Skin Type vs. Skin Condition

skintypevsskinconditionChoosing skincare products can be overwhelming, especially if you aren’t sure what you need to be shopping for. There are two guiding factors to help you along; skin type and skin condition.

What is my skin type?

Everyone has a skin type. This is determined by genetics, and can change with intrinsic aging. To test for your skin type at home, follow this quick and easy test:

  1. Wash your face with your regular cleanser and do not apply any products to your skin for one hour. During this time, check your face in the mirror periodically to see what your skin is up to. Is it comfortable? Is it shiny? Does it feel tight and uncomfortable? How do your pores look?
  2. At the one hour mark, take a clean tissue and blot different areas of your face; nose, forehead, and cheeks.
  3.  Check your results:
    1. Oily skin: Feels comfortable, and there’s oil on the tissue. Pores appear dilated.
    2. Normal skin: Feels comfortable, and there’s no oil on the tissue. Pores are barely visible.
    3. Combination skin: Feels tight and uncomfortable on the cheeks, comfortable in the T-zone, and there’s oil on the tissue. Pores are visible in the T-zone.
    4. Dry skin: Uncomfortable and tight all over. Pores are nearly invisible.

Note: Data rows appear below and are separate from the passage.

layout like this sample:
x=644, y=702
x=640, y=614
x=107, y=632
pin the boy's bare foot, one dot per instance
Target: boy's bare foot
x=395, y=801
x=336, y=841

What is my skin condition?

Skin conditions are generally temporary, relatively speaking, and can vary widely based on environmental factors (sun, wind, pollution), lifestyle, and diet. Here are some common skin conditions:

  1. Dehydration. This one is tricky, because dehydrated skin suffers from a lack of water, not oil, so even those with oily skin can get it. Signs include itching, flaking, and increased sensitivity.
  2. Acne/blemishes. Oily and combination skin types are most susceptible to acne, and it can affect skin at any age from adolescent to adult.
  3. Redness/rosacea. External factors can trigger your skin’s inflammatory responses, causing redness. Rosacea can be genetic, and sometimes is confused with acne.
  4. Hyperpigmentation. There are a few different types of hyperpigmentation, or areas of darkened skin. The most familiar is post-inflammatory, following trauma like acne or abrasion. Lentigines, commonly referred to as age spots, are caused by UV exposure. Melasma can be caused by hormonal fluctuations.
  5. Lack of firmness. As we age, our body slows down production of collagen, which gives skin resilience. This can lead to sagging skin and wrinkles.